According to that study, the potential for new immigration flows from Belarus, Kazakhstan, Kyrgyzstan and Armenia “was exhausted already in 2016.” Moreover, ever fewer people are moving to Russia from Moldova and Ukraine, and the number of those coming from Tajikistan and Uzbekistan is falling even before pre-crisis levels.
Russia’s economic crisis is the main reason people are leaving and going home, something that is reducing the size of the workforce in Russia and cutting as well the size of transfer payments from workers in Russia to their homelands. Many workers are now in debt and can’t hope to pay their loans off.
One consequence, Vyzhutovich says, is that people who earlier had come to Russia and have since returned home are now seeking work in other countries such as Kazakhstan and Belarus, although precise statistics aren’t available. There are still 2.6 million Ukrainians in Russia as refugees, but “so far Russia hasn’t been able to make use of it.”

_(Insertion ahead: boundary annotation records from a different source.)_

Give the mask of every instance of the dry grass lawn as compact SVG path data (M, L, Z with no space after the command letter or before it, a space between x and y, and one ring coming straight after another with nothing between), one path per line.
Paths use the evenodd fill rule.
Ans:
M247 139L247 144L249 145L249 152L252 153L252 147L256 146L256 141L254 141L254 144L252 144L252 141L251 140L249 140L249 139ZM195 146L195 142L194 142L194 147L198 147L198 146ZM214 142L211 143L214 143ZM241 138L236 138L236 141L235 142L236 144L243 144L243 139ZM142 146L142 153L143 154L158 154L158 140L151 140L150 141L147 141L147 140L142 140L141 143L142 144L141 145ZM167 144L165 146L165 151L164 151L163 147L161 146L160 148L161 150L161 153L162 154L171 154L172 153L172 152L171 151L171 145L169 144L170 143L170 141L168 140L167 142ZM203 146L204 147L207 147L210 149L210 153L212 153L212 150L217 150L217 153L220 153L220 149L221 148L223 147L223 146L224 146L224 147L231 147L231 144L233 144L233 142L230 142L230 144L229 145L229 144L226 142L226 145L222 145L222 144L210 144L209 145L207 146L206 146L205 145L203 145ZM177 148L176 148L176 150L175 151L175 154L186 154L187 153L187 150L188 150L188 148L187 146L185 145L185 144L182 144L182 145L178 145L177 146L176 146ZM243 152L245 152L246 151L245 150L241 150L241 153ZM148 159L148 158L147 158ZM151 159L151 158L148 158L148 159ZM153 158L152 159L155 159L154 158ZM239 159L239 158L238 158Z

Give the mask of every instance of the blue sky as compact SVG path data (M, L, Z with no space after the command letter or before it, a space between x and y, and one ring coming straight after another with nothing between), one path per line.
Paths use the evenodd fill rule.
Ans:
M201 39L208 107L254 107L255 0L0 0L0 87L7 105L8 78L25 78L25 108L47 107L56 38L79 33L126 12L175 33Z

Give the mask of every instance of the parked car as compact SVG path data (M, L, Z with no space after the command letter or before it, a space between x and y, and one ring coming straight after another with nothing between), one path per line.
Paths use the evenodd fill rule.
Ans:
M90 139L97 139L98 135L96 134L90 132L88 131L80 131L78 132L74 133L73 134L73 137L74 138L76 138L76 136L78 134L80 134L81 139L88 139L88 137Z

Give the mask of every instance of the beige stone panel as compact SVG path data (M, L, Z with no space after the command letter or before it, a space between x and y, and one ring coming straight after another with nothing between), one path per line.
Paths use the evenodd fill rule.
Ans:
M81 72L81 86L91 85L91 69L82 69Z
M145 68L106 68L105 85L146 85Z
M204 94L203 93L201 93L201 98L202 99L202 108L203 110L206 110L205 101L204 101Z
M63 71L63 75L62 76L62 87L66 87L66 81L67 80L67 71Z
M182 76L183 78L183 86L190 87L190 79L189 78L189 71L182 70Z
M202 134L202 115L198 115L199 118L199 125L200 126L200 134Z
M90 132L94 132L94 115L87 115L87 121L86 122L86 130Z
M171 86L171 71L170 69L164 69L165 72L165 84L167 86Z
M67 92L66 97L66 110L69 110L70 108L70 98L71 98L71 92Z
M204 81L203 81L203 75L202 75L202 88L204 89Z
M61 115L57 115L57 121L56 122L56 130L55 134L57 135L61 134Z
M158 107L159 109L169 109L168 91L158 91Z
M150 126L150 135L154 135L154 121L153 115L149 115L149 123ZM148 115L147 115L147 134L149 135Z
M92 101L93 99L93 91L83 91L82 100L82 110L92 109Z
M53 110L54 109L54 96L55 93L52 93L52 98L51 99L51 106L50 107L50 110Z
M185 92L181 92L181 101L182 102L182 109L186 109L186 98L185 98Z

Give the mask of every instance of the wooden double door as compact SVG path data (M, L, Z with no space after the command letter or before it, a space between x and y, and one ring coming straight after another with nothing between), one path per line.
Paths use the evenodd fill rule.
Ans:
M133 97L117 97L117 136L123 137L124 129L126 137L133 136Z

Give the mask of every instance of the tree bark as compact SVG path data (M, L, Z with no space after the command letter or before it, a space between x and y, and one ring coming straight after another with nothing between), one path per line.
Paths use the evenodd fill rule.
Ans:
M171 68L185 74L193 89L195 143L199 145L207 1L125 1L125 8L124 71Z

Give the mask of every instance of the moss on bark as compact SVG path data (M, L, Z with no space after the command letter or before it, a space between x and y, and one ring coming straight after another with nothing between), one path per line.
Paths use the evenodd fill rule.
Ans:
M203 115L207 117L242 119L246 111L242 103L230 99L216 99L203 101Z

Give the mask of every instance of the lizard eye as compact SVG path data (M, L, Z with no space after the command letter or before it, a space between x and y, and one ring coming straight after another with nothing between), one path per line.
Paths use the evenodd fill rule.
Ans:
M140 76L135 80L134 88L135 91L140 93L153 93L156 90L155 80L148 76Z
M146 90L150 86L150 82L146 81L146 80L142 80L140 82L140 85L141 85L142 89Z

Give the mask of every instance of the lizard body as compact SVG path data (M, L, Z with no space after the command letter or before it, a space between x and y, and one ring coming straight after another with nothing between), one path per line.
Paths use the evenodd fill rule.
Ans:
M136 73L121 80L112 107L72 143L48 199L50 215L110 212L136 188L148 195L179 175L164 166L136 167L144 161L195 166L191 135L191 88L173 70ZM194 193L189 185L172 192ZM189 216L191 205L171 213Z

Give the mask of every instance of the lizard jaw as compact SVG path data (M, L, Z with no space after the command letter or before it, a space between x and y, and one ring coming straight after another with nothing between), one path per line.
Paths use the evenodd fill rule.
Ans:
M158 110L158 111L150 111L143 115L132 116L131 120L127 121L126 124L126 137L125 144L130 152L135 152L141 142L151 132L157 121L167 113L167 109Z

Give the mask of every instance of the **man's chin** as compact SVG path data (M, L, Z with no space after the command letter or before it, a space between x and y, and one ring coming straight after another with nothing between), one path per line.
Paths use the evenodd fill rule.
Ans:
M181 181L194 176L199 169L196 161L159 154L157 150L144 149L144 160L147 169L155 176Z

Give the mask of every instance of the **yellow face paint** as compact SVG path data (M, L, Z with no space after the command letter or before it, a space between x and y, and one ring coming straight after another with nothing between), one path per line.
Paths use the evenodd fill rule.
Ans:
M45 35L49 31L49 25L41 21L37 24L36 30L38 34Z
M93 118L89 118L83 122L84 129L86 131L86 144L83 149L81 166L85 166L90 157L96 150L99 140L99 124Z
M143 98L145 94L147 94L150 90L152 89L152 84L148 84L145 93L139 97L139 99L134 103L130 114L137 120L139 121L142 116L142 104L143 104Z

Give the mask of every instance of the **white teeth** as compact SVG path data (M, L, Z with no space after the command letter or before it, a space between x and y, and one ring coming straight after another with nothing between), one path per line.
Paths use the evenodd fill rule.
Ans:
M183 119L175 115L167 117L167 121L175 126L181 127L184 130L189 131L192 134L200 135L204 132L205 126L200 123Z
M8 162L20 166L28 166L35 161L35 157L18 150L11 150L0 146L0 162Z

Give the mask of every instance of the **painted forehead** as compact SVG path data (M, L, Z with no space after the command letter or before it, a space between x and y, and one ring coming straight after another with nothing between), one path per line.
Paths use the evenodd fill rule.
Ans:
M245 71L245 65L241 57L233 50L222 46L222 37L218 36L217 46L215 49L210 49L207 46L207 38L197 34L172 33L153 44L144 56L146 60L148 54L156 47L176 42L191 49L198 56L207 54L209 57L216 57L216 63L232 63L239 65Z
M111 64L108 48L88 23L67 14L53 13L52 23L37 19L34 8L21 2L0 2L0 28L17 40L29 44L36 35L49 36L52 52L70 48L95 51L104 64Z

According to experts, the commentator says, “the demand for workers in Russia will continue to grow, but there is as yet no way to compensate for the deficit of young cadres.” A new Russian generation will appear in 15 or 20 years, but “a demographic bottom will be reached before” that happens.
Unfortunately, many Russians have xenophobic prejudices about immigrants and completely fail to recognize how important immigrant workers are to their country – and how much will be lost if more immigrants aren’t attracted to come to work in Russia in the coming decades.